The competition’s first challenge requires chefs to showcase their technical mastery with a classically inspired lobster dish, paired with an elegant sauce.

This year’s main course challenges chefs to create an outstanding beef dish featuring two distinct cuts of beef, accompanied by a potato and onion element. Entrants are encouraged to draw inspiration from both national and international cuisines, while highlighting the quality and technical aspects of chosen cuts of the beef.

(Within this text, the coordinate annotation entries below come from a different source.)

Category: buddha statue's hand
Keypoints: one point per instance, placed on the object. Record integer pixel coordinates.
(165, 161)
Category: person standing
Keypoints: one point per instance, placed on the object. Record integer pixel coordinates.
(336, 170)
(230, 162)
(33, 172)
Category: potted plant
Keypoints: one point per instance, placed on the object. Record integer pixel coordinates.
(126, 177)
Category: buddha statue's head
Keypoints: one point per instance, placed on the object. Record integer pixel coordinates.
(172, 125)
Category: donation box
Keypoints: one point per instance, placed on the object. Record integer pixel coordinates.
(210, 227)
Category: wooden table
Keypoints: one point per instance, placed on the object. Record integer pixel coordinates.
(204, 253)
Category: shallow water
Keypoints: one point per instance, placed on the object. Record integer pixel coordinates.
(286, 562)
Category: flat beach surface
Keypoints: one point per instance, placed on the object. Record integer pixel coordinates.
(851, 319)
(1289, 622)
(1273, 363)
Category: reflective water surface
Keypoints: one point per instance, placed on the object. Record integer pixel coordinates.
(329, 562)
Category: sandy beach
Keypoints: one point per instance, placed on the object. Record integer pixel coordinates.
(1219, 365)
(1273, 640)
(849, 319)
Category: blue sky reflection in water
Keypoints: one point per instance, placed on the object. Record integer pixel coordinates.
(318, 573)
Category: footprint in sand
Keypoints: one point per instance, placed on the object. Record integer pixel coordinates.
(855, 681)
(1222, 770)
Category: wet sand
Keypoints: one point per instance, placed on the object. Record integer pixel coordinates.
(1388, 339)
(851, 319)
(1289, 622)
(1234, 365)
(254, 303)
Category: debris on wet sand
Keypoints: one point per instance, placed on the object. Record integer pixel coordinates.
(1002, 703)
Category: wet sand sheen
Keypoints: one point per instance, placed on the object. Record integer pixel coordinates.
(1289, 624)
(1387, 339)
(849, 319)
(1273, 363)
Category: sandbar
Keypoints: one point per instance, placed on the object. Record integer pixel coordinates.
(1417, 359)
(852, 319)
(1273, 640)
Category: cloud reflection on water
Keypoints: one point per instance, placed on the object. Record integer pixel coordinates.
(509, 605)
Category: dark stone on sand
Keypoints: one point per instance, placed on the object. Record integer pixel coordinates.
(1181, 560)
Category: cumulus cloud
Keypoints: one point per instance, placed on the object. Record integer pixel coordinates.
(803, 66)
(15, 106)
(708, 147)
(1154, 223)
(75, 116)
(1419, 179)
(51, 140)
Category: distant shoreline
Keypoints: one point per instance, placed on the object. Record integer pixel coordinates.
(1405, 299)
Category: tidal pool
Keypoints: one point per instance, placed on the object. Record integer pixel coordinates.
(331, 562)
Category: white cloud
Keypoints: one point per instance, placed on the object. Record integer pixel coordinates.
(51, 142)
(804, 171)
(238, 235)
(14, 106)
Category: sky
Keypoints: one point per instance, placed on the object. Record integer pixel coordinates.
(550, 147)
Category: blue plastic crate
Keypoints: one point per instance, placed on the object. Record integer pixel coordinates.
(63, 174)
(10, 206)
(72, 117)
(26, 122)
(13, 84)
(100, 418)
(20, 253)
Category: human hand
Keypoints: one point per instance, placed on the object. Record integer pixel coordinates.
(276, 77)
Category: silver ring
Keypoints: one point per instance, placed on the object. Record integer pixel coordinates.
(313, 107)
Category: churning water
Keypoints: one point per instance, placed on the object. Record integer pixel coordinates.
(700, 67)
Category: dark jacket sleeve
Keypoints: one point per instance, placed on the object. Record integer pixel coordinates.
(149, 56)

For the dessert, competitors must present a beautifully executed tart or tartlet that highlights the rich flavours of Valrhona chocolate. While based on a classic dessert, chefs are encouraged to personalise the dish, demonstrating their innovation and creativity.

David Mulcahy, vice-president of the Craft Guild of Chefs and competition director, said: “Listening to chefs, and the needs of the industry, is really important to the National Chef of the Year team and we know that the next month is a busy time with Easter and multiple Bank Holidays approaching.

“It’s important that we give chefs enough time to execute the highest level of entry to enable competitors to have the highest chance possible of getting through to the next stage. We urge all chefs to maximise the opportunity that this extension gives them and look forward to seeing who will be getting through each stage over the coming months.”

National Chef of the Year is sponsored by Essential Cuisine, Thomas Foods International supported by Aussie Beef & Lamb, Churchill, Classic Fine Foods, Hallgarten & Novum Wines, St Ewe, Valrhona, Evolve Hospitality Recruitment and Worshipful Company of Cooks.

The Craft Guild of Chefs is the largest UK chefs’ association with members worldwide in foodservice and hospitality, from students and trainees to top management working everywhere from Michelin starred restaurants to school catering divisions.